With education as one of its core values, UCC works with parents to help them pay their children’s tuition at UCC’s schools. Says Gutiérrez, “We educate parents as to assistance that might be available based on their income and situation. We also work to alleviate health disparities. Our nurse practitioners educate parents on immunization. We try to remove barriers for families and help parents be part of their children’s success.”
Pandemic Pivot
“Many of our families are essential workers,” Gutiérrez says, commenting on COVID’s impact on low-income families unable to work from home. As much as possible, UCC retained staff and found new tasks for them. Although Café el Sol remains closed to the public, its kitchen is open to staff and residents, and although the adult day care center had to close, the drivers who brought seniors to the facility deliver meals to them instead.
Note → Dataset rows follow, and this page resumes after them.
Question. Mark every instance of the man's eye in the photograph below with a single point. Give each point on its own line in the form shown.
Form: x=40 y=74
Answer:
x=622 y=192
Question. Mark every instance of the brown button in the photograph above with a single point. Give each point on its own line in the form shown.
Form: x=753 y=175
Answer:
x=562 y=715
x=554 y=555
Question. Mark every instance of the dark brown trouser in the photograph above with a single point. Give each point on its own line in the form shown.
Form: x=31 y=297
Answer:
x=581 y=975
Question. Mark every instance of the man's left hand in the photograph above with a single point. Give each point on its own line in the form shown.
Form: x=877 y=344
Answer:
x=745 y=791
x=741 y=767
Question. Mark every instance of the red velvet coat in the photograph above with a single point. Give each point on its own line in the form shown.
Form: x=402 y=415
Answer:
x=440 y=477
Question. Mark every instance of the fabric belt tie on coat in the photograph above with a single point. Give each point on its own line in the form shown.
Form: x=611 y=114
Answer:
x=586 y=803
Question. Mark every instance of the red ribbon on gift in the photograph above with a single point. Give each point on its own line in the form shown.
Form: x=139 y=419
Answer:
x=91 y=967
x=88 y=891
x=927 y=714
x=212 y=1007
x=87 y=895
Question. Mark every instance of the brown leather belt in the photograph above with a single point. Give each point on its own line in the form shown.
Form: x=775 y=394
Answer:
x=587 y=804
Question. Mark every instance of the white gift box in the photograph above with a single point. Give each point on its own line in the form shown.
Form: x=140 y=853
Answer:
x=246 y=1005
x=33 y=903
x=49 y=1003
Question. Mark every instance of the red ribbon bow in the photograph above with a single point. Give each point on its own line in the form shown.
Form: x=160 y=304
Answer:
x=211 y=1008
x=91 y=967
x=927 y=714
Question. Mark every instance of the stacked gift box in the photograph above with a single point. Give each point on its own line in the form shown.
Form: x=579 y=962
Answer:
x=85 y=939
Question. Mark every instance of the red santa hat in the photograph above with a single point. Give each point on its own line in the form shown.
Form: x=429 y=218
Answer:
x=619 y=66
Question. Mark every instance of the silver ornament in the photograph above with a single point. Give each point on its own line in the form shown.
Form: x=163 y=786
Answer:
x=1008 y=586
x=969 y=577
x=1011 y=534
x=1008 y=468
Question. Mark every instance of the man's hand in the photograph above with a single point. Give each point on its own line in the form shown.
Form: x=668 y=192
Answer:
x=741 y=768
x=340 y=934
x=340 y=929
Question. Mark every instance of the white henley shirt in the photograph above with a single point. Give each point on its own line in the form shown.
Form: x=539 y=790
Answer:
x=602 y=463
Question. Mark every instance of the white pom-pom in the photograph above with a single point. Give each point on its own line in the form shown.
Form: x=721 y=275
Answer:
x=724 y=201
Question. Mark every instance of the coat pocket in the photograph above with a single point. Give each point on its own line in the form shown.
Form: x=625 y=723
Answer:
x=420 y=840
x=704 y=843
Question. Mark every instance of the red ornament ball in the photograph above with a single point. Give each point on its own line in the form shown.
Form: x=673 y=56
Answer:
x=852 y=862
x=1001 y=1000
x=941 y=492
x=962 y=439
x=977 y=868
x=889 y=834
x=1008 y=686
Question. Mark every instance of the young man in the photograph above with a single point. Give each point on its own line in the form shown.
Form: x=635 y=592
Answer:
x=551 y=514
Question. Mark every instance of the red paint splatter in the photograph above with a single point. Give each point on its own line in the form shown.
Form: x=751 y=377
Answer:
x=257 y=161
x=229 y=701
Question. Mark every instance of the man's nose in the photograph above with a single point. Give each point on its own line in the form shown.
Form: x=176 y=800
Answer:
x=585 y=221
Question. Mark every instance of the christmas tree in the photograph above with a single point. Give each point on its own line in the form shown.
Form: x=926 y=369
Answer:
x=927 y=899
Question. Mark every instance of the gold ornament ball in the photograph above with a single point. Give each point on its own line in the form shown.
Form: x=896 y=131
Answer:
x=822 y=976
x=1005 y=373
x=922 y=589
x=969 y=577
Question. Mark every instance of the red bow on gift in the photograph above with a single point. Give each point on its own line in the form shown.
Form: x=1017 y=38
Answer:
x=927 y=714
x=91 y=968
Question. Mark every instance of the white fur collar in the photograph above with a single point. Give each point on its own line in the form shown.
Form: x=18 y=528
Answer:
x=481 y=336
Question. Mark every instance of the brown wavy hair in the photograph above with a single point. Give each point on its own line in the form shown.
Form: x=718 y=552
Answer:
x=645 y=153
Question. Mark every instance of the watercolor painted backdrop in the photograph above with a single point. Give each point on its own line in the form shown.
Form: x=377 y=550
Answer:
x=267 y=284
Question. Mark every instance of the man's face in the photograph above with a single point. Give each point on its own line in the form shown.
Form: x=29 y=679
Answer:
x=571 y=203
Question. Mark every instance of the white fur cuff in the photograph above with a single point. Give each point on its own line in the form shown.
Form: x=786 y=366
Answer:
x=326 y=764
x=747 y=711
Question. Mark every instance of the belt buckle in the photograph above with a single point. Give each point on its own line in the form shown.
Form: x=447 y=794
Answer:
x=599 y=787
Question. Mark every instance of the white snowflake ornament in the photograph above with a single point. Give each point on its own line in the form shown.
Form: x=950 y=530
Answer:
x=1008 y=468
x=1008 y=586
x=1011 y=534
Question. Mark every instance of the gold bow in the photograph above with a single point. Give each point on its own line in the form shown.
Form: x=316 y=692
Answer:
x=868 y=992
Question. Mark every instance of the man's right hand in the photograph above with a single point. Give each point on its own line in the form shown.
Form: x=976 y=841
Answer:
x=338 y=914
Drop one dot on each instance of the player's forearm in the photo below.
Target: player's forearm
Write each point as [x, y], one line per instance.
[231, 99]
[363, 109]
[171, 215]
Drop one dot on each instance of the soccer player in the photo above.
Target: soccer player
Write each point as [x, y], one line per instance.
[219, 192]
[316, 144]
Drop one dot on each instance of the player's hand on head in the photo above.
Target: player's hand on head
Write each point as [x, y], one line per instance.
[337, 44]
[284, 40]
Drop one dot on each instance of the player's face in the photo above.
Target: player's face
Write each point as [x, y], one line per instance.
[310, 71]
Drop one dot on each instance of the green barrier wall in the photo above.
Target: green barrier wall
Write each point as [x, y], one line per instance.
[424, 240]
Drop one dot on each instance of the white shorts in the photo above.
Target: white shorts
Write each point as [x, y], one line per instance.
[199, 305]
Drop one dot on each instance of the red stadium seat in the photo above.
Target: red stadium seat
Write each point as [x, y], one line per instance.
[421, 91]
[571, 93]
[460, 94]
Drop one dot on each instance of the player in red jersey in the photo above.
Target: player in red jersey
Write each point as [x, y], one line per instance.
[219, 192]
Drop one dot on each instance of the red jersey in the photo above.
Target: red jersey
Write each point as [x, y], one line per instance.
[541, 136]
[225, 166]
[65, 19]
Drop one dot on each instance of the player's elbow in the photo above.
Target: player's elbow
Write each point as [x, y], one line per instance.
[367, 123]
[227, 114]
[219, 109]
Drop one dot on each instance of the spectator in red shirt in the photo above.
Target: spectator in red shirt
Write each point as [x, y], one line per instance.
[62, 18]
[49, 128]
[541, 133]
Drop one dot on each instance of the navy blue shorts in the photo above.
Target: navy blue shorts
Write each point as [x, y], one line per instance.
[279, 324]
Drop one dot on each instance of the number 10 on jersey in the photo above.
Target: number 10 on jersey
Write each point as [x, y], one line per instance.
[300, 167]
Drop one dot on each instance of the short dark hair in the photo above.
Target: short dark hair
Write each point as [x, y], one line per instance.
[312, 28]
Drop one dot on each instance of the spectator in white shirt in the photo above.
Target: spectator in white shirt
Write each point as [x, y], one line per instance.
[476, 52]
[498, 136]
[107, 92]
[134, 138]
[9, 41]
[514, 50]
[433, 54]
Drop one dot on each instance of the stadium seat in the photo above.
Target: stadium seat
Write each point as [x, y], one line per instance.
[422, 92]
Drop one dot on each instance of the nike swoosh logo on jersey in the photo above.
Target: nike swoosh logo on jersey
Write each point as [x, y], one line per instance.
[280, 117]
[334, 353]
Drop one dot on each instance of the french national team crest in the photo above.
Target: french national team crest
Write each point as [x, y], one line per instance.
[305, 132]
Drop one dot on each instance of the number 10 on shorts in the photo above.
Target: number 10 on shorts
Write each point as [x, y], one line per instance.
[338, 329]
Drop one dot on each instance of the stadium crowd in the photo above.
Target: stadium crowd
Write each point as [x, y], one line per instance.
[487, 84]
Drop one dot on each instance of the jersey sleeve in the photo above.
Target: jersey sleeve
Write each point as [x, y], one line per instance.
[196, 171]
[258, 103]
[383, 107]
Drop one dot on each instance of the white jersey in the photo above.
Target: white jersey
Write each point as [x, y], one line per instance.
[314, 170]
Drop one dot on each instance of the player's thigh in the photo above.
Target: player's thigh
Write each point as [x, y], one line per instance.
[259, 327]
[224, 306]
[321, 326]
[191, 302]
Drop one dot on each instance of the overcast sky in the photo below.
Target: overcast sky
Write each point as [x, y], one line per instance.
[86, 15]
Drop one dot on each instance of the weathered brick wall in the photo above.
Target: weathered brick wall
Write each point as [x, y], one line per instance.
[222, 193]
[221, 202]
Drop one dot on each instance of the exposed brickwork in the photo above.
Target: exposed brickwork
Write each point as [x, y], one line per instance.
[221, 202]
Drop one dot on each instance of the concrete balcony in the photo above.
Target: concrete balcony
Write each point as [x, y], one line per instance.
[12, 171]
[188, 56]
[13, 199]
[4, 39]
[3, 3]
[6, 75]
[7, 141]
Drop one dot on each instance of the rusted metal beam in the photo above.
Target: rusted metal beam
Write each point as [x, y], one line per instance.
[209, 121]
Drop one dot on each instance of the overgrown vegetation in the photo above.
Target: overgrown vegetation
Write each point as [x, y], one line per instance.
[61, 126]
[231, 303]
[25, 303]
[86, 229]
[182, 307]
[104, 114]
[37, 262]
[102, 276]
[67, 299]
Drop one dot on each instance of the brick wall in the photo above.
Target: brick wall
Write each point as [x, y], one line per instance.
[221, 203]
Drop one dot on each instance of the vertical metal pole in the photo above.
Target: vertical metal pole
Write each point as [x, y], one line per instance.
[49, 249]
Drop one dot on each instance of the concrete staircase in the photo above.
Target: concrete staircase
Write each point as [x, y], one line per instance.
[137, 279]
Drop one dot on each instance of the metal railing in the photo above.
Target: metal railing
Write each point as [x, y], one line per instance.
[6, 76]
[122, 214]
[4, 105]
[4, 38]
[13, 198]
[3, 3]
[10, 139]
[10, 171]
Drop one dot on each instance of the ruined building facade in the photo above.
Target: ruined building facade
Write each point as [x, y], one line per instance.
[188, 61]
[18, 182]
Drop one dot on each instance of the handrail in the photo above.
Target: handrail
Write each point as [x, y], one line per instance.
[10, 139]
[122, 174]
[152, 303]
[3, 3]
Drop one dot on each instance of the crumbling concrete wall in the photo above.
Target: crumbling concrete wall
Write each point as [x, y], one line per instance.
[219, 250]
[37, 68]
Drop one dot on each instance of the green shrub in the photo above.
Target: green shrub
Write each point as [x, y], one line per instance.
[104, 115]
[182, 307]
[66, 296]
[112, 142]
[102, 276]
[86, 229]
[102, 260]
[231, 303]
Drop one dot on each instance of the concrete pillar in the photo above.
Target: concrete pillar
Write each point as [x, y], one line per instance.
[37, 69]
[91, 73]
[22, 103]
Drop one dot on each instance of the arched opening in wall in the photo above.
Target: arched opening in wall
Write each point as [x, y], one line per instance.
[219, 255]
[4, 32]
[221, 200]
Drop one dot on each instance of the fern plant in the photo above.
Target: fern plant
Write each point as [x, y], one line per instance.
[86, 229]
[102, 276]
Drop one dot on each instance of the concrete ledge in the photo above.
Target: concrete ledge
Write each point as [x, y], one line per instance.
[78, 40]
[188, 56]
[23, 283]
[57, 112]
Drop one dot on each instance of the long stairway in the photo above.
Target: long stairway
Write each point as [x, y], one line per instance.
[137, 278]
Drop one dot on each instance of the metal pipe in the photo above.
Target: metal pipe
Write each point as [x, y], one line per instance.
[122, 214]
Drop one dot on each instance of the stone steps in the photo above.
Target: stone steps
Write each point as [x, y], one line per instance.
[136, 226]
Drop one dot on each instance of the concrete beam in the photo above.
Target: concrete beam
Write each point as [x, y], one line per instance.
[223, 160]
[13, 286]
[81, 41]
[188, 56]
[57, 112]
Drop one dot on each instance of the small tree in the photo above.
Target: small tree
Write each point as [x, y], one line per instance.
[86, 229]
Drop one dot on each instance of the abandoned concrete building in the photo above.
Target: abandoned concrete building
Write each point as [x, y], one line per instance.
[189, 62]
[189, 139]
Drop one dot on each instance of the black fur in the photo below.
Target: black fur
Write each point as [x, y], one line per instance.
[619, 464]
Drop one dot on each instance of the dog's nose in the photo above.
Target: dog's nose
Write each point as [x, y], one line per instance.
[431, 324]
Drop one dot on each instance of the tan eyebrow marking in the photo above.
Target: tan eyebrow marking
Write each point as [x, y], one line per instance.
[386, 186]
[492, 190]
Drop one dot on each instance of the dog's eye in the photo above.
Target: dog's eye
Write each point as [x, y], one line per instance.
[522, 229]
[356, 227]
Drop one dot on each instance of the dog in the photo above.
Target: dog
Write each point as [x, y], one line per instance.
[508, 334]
Education continues. Currently, some students are attending classes in distanced settings on campus, and others are learning remotely. Hasn’t remote learning been most adverse for children from low-income families? “We invested in technology,” Gutiérrez says, buying Chromebooks for students and organizing “hot spots” where small groups of kids can gather and study. “We had the dedication and drive to call every family member and ask, ‘What do you need?’ Every child who needed a safe hot spot got a hot spot.”
Recently, the UCC remodeled a facility in the Ninth Street basement named The Spot in honor of its roots. It’s a study center with Wi-Fi and access to counselors for answering questions on college admissions, scholarships and more. “Everything started small, but our board had the vision of UCC as a pillar of the Hispanic community,” Gutiérrez concludes. “I’m sure there was trial and error, but they were always about the results—to serve the most needy and transform lives.”
David Luhrssen is Managing Editor of the Shepherd Express and taught History of Wisconsin at Milwaukee Area Technical College.